It’s a strange feeling to like an assassin and I wouldn’t have thought I would. After all, as a therapist, I’m more into the “let’s make people feel better” side of things. Yet there’s no question that in “Conflict Of Interest,” author Lauryn Christopher manages to portray Margaret Harrison, corporate consultant, in a such a way that I find it completely understandable that she hires out to kill people as a side gig. A girl needs to make some play money, after all. Have a little savings set aside. A nest egg, you might say.
Part of it, of course, is because Christopher gives us just enough childhood backstory to understand why Megan Harris (as she calls her assassin alter-ego) was able to make this particular career choice. A bigamist father. Abandonment issues. A hint of an abusive past boyfriend.

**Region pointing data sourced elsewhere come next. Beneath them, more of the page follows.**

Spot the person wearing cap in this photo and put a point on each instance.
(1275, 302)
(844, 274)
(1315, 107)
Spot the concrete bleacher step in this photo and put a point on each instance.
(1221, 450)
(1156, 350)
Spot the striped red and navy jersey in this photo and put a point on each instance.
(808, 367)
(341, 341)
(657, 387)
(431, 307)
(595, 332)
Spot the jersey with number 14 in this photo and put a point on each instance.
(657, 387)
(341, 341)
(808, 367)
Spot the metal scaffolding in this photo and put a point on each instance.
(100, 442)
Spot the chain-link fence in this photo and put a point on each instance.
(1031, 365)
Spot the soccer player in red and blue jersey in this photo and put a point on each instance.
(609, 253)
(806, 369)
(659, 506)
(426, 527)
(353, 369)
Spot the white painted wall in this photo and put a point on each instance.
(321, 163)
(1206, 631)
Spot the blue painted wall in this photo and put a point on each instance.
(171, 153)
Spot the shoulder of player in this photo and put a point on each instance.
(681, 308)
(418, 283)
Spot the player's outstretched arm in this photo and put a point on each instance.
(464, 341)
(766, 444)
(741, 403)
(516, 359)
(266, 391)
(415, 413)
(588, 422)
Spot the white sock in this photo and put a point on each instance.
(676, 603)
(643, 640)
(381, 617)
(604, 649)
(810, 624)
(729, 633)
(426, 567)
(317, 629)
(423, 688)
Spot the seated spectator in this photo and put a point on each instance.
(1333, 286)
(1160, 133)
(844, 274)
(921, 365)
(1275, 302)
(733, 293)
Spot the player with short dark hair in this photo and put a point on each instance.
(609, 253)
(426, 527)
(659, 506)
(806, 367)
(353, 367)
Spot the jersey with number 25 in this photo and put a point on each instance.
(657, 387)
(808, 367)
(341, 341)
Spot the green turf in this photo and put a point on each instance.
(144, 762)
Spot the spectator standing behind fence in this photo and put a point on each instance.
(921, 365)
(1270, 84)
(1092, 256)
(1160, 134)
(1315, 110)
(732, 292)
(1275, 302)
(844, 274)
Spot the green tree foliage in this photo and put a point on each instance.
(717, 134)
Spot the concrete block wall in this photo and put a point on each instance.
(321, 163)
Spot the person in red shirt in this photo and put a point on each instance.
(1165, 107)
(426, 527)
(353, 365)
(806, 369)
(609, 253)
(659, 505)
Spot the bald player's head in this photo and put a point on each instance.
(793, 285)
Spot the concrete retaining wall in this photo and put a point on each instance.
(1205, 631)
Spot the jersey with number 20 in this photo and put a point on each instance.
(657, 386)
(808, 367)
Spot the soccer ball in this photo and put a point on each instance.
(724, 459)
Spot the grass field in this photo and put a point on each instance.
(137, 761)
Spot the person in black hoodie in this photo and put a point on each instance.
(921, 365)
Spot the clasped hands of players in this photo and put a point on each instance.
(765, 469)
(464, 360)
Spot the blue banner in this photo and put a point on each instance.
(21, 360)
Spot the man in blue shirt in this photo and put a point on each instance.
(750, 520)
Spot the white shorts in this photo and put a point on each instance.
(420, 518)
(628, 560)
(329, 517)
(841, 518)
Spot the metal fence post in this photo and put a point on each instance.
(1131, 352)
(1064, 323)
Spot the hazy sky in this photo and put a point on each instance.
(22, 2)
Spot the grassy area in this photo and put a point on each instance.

There’s more to it than that though. Megan Harris/Margaret Harrison is no cookie-cutter character. She doesn’t charge after big, bad guys in high heels or, thank goodness, expect Manly Good-Guy to save her bacon. While she is quite aware of the many professional assets she brings to the job of hunting (and killing) people, she’s cognizant of her weaknesses. For one thing, she isn’t good at tailing people and says so. She is good, however, at tracking finances, weaving seamlessly through cyber-space to learn potential victims’ habits, blending into the environment, and at keeping her careers and her private life separate. She has studied, trained, and keeps fit in order to do the best job for her clientelle.
In short, she takes pride in her work.
But sometimes her lives don’t stay separate. When Megan is hired by a client to kill his professional rival, it seems like an easy job. . . until Megan learns the client has committed a big no-no. He lied. To his assassin, which is apparently a breach of client-assassin protocol. (If she were a psychotherapist she might be less surprised. We get lied to all the time. No biggee.)
Even worse: the target? Megan’s half-sister.
To go any further would be to risk spoilers. Bottom line: “Conflict Of Interest” is well-written, intricately plotted, and full of surprises.